If yes and one path is free, move to it.
If no, go random.
If all paths contested: if first, go random, if not, check for available and proceed with normal algorythm."
|
|
|
metadata
> *Originally posted by **[Geraltmustdie234](/forums/979845/topics/1783594?page=1#12973115)**:*
> How about a pathfinding change to check whether they block another monster.
contested: if first, go random, if not, check for available and proceed with normal algorythm."
>
Also a good suggestion.
A problem I have with both of these suggestions is that I think it's fun not always knowing what the monster will do, and hoping they'll do something dumb that helps you.

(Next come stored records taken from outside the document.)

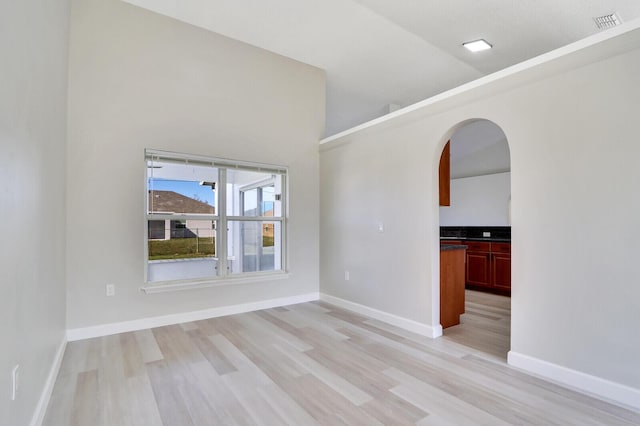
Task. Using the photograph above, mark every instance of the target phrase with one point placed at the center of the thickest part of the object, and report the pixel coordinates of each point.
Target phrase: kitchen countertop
(487, 239)
(444, 247)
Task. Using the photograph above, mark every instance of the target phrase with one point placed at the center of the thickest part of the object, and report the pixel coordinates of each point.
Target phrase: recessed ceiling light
(477, 46)
(607, 21)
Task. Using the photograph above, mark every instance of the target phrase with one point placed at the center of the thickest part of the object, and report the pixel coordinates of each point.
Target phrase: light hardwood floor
(312, 364)
(485, 325)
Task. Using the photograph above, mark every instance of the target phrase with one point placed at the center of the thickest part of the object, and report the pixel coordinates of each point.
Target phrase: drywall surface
(33, 99)
(141, 80)
(574, 209)
(478, 201)
(479, 148)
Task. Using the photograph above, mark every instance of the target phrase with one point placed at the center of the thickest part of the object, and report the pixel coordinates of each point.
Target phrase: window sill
(167, 286)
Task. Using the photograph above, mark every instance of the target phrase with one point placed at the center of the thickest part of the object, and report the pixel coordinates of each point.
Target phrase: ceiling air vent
(607, 21)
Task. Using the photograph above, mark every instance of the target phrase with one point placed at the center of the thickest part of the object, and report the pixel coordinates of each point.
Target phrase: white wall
(478, 201)
(33, 84)
(571, 127)
(140, 80)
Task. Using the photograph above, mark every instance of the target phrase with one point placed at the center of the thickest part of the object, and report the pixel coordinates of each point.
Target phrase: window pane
(254, 246)
(253, 193)
(181, 188)
(181, 249)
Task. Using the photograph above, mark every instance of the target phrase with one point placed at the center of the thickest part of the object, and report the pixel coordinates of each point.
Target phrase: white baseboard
(159, 321)
(404, 323)
(595, 386)
(45, 396)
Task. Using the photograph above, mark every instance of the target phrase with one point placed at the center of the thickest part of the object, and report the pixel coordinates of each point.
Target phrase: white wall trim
(159, 321)
(47, 390)
(514, 70)
(401, 322)
(614, 392)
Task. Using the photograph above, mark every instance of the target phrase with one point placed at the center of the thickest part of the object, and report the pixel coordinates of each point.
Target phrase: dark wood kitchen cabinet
(479, 263)
(489, 266)
(501, 271)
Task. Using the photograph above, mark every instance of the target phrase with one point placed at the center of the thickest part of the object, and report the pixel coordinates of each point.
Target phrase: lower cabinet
(489, 265)
(501, 271)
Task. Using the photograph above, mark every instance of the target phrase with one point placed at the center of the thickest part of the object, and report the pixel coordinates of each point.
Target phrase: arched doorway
(478, 216)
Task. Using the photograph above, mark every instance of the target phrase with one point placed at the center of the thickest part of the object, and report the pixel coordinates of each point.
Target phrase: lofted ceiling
(382, 54)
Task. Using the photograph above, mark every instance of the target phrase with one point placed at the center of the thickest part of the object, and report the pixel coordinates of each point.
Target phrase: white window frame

The suggesion from w_alloy makes a lot of sense for the elf to at least make the room interesting. But for the human/dwarf, sometimes you want escape a room without being attacked, and so you move along the edge hoping the monster will follow you along the edge rather than cutting to the middle. It's kind of silly, but there's so much other stuff to think about in the game, sometimes it's nice to just do something mindless like that and hope the monster gives you a break.
|
|
|
metadata
I'm not a fan of the retreating monsters idea, but it doesn't sound terrible either. How about creating a new enemy type that would behave like that instead of having all other monsters change their AI? I mean it would only make sense with certain enemies anyway - I can imagine a big rat or a frog running away as they are injured, but a Wraith or some giant creature doesn't sound that likely, especially not the undead.